I’ve been researching sound proofing. That’s being ordered this weekend for fitting ASAP, in the meantime I want to get that fuel return sorted. I got various fittings and washers and I know what I’m doing but put everything aside to get the paint done.
All the masking is off and it’s up on stands, so I should also be refitting the fuel/brake pipes and cracking on with getting it put together
Updates to follow
Now comes the good part, putting the bits on for the last time, looking back and smiling or walking out of the garage frustrated at the progress but always returning with a smile - keep the posts coming
Not achieved as much as I would have liked. Combination of time, circumstance and some frustrations.
Sound deadening and thermal insulation.
Bit of explanation for those of us that don't know already about this.
I spent some time on researching, I didn't want to add weight without good reason. Initially I thought sound deadening was making the car quiet inside, not really what you want from a Mk1 or 2 Escort. However what I found was the sound deadening (rather than sound proofing) is to reduce background noise from panel vibration. Tap the roof panel and it rings, this is the noise that becomes wearing on long drives, tap a deadened panel and its a flat thud.

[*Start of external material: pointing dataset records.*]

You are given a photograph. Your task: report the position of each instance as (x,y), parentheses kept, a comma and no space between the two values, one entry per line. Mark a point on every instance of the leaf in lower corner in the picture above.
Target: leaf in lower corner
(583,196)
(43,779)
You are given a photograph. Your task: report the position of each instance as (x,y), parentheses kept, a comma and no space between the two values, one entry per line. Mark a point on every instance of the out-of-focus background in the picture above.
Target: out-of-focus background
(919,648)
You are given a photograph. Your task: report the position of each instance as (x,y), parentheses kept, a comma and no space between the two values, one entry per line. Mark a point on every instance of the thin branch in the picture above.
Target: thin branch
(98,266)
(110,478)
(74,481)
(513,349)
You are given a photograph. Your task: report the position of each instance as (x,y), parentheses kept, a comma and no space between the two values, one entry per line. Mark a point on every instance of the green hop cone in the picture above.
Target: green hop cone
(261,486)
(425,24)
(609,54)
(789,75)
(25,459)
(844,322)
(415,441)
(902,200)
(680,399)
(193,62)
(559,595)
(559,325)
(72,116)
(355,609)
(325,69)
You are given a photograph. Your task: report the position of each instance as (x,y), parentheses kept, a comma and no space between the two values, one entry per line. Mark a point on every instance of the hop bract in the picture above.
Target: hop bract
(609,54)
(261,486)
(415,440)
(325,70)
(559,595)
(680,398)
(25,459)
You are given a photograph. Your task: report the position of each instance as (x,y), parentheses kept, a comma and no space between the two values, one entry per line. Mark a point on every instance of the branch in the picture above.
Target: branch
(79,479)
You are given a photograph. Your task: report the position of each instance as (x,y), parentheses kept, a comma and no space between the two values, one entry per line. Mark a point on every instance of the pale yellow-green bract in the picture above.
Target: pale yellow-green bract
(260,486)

So you can enjoy the engine/exhaust without the effect of sitting in a drum. Ford did make an attempt with the small pads in doors and on the floor, and some cars had a boot floor pad.
I've gone with, Kilmat and Noico 80mil. The only real difference is the Noico has no branding, it's also available in silver of black (if you need to look original) The reason I got both was there were comments that the Noico left a slight smell after fitting that would fade, I was a bit concerned about that but didn't want branding in areas it would be seen (in the boot spare wheel well). However, I've not detected any smell at all from the Noico, even on opening the box. So the Kilmat is going anywhere its covered.
I've not coated the whole interior either, as careful placement gives great results.
Initially I've done the boot and roof so I could get on with fitting out, later I'll be doing doors, floor, bulkhead.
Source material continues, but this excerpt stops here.